KQED ARTS Taming Static Electricity at Satellite 66
By Marion Anthonisen - OCTOBER 5, 2011
Static electricity attracted Oakland artist Anja Leonora Ulfeldt partly because people don’t love it. No one wants static in their laundry hamper or winter hairdo, and the simple electric force can build up and destroy computers or — in super-rare cases — cause gas station fires.
The five interactive sculptures currently on display at three-month-old gallery Satellite 66 were built during Ulfeldt’s residency at the Exploratorium, San Francisco’s not-just-for-kids museum of science, art and human perception.

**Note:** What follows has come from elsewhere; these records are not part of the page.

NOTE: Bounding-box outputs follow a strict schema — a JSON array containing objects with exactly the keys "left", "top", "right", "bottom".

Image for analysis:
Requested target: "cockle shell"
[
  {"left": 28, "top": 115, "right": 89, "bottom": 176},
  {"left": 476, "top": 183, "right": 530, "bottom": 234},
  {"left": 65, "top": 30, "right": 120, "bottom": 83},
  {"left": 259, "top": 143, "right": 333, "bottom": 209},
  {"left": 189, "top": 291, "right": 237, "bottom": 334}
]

Visitors to the show will turn small cranks on each piece, generating static electricity to ring chimes, illuminate tiny lights or make feathers float. Like exhibits at the Exploratorium, Ulfeldt’s pieces elicit surprise and delight in one’s ability to participate in a phenomenon inaccessible without the help of a device.
Ulfeldt’s focus on static electricity encourages the viewer to linger closely, to delve into various expressions of just one natural force. Participants are also pushed closer to the pieces by necessity in Satellite 66’s intimate gallery space. Part of a larger movement in business and the arts to revitalize the Central Market Corridor, tiny Satellite 66 shares an address with sister gallery the Maltese Embassy on a gritty stretch of Sixth Street between the Baldwin House Hotel and the San Francisco Barber College. The space may gain some foot traffic if the neighborhood becomes more of a destination for art seekers. Satellite 66 will likely draw those with an interest in both art and technology — the gallery specializes in the intersection between the two.
While our growing dependence on smartphones is a topic of frequent discussion, casual conversation doesn’t often turn to our longer-lived attachment to less flashy appliances like refrigerators. Yet we’re totally inconvenienced by the failure of these basic mechanical aids, too. In order to maintain our normal way of life and avoid the feeling of helplessness associated with a power outage, we need our bedroom lights as much as we need our computers. By mimicking human behavior with simple machines, Ulfeldt intends to investigate our relationship with technology defined more broadly than the newest updates to iPhone and Kindle.
In Everything You Touch, static generated by the hand crank causes bunches of feathers mounted on top of the device to spread their thin plumes delicately and gracefully. Because the feathers are charged with static, they also reach out for your complicit fingers with what feels like silent desperation. The organic and unpredictable movement of a lone feather in Animated Life #5 feels human, and the little wisp’s manipulation by a sleek, precise machine is on display inside a cold, transparent tube. Silly enough, I found myself wishing I could help the feather escape. Whether you see them as tortured or whimsical, the most basic movements of these feathers are totally dependent on power generated by the circuit.
Ulfeldt’s intent to bring non-living objects temporarily to life gives the work a distinct melancholy. The feathers move only when the crank turns, and their human-like quality suggests that we’re plugged in, too — but this doesn’t feel like a dogmatic condemnation of human frailty in the face of machines. The structures are beautiful, and there’s simple pleasure in using an invisible force to make a feather curl, float and undulate. While tempered with a dose of gloominess, the work is ultimately a celebration of science and a small static-y window into a deep history of technological advancement.